How chemistry lets us put pumpkin, orange or butter flavors in practically any food

It’s fall, which means every other item at my local Trader Joe’s now has pumpkin in it. Or the essence of pumpkin, at least. You know, that lovely cis-3-Hexen-1-ol (C6H12O) that your nose senses after you slice into a big, orange gourd to carve a jack-o-lantern. Or the always nostalgic dash of sabinene (C10H16) that you taste in a good pumpkin pie, and naturally, pumpkin tortilla chips, which are also a thing… These products probably do have their fair share of pumpkin puree, but sometimes smushed pumpkin isn’t even what we really expect to taste when offered a “pumpkin flavor” product. This isn’t really a problem either way, since really what’s going on pumpkin and other flavors is just some refined manipulation of how we perceive flavor in the first place. And probably sugar.

Compounds that are convincing to your nose and brain

You might not have anything labeled cis-3-Hexen-1-ol on your spice rack, but it’s actually one of the various compounds you’re likely to notice when you cut into a ripe pumpkin. Alongside a few other alcohols and aldehydes, the right ratios of these molecules hitting the right smell receptors in your nose will get your brain working to identify what is causing the aroma. With a pumpkin in front of you, that particular blend gets labeled as “fresh pumpkin smell” in your memory, although none of those compounds are terribly unique. When you taste (and smell) the food you eat, your brain is simply referencing memories of other times you’ve had those particular smell receptors get activated in some particular proportion.

Now, cis-3-Hexen-1-ol is a decently large molecule, but only one portion of it is needed to activate a smell receptor. Rather than have a receptor that can accommodate the entire molecule at once, your nose only really cares about the OH at the end. This is very convenient for chemists, who can attach that smell signifier to other compounds that may be more stable, cheaper or somehow easier to work with than what the pumpkins make themselves. It’s a concept that gets used in tons of different foods, with these artificial flavors often being mixed back into the foods they originated in.

Close control over foods’ flavors

As food production shifted to industrial scales in the early 20th century, manufacturers needed food that could survive longer in transport and on shelves, bring down costs, and also taste consistent from one helping to the next. As with pumpkins, oranges have had their chemistry parsed to see which molecules trigger the experience of “orange flavor,” so that it could be used in other products, as well as orange juice itself. By adding something like ethyl butyrate to orange juice, manufactures can be sure that a crop of bland oranges won’t tank their sales for a season. Similarly, diacetyl was added to products to give them a buttery taste, but the flavor association was so successful that creameries now spike actual butter with the compound, so that butter tastes more like what our brains think of as butter.
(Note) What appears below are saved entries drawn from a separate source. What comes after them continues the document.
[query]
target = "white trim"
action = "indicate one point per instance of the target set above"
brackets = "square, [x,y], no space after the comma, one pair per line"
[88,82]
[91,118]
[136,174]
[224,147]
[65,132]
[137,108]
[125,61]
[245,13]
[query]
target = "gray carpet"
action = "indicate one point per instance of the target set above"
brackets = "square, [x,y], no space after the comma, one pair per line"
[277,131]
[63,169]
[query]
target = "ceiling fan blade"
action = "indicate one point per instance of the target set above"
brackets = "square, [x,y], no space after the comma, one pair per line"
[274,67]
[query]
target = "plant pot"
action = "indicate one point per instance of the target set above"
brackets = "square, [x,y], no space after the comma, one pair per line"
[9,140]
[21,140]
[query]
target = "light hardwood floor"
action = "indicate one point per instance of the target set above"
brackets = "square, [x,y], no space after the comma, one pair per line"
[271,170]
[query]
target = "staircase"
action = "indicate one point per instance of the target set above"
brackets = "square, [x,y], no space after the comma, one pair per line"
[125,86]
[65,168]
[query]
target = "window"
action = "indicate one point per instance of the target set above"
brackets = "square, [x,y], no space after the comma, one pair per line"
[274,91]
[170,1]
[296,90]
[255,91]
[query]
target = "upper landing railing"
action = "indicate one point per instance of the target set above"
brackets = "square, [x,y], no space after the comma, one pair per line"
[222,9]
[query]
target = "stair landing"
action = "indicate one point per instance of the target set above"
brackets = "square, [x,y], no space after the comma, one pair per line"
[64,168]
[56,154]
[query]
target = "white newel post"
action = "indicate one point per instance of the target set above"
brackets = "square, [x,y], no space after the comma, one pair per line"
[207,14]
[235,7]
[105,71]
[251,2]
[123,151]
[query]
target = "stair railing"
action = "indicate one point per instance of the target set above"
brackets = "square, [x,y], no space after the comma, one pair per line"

In the case of the deluge of seasonal pumpkin products, we also have to accept that we’re not sure what we want to taste. While cis-3-Hexen-1-ol is found in actual pumpkins, that’s not a smell you’re really looking for in your coffee or pumpkin biscotti (which is also a thing.) In those cases, the target flavor is actually pumpkin pie, which is why recipes also include sabinene for nutmeg, eugenol for cloves, and cinnamaldehyde for cinnamon. As ubiquitous as this now seems, it’s not an easy batch of flavors to get right since one person’s perfect pie might not match the expectations of someone else. This led Jelly Belly candies to even temporarily abandon their attempt at pumpkin pie flavor, at least until they embraced the variability inherent in the task by billing the candies as their “family’s” own recipe. Fortunately for manufacturers, sugar helps smooth things out considerably, as it’s certainly a flavor that our brains remember as “yummy.”